What about inherited properties? They will entail a bit more work. Not only is the prototype
created as a side effect rather than something we can hook in explicitly, it also secretly linked to instances of a constructor when you use new
. That meanst that you can delete a constructor, but the prototype will be retained until you free all the children (or remove/replace the links to their parent prototype). For example:
function A(){}
A.prototype.foo = function(){};
var a = new A();
A = null;
a = null;
Question: when was the second function freed? Let's step through this... First we create a function (link A once). Then we create a method foo (link once). We create a new instance of A (technically, we link A.prototype once). We unset A, this unlinks its prototype
which in turn unlinks foo
, both once. But our system should have noticed that the prototype was referenced by a
, so it won't mark that as freed just yet. Then a
is cleared, freeing the object in a
, which in turn frees the link to the prototype, which frees up foo
(releasing it completely).
Okay that makes new
important. But we haven't done any tracking code for that. At all. But any function could become a constructor and be used with new
. We might be able to cheat using our existing wrapper and an instanceof check, like:
function F(){}
new F();
// ->
(function __local(__upperScopes){
var w = function __wrapper(){
if (this instanceof __local) {
linkObject(__local.prototype);
// and now we have to check whether or not the return is overridden... immediately unlinkObject the proto if so
}
(function __origFunc(){
var __scopeId = startScope(1, __upperScopes);
try {
} finally {
stopScope(__scopeId);
}
}).apply(this, arguments); // yes yes, arguments is not an array
};
linkObject(w.prototype);
return w;
})(__upperScopes.slice(0).concat([__scopeId]));
I haven't even mentioned linkObject
or linking variables in general, at this point. But yes, that's the main gist of it. You register local variables in a scope as they are defined and you register an object as referenced as long as you know it is such. Of course, native functions are even a bigger pain for general objects.

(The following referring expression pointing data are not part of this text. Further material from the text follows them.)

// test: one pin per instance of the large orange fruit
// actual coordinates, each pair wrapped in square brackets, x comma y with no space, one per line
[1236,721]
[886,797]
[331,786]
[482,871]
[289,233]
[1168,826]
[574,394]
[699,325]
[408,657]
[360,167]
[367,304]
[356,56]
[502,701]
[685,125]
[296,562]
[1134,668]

I'm going to stop now. While I'm ahead. Sort of.
I hope I showed you an interesting approach to doing reference checking and that there are quite a few caveats into doing so. You can build a fairly good system but it'll be easy to poke holes into them using simple built in mechanisms like eval
, new
, and the native functions that are black boxes.
Maybe some day I'll get myself into implementing a small proof of concept for this mechanism (beyond what I already have before I hit the wall). Or maybe this article persuaded somebody to do so (please let me know! :)). I hope it enjoyed and inspired you.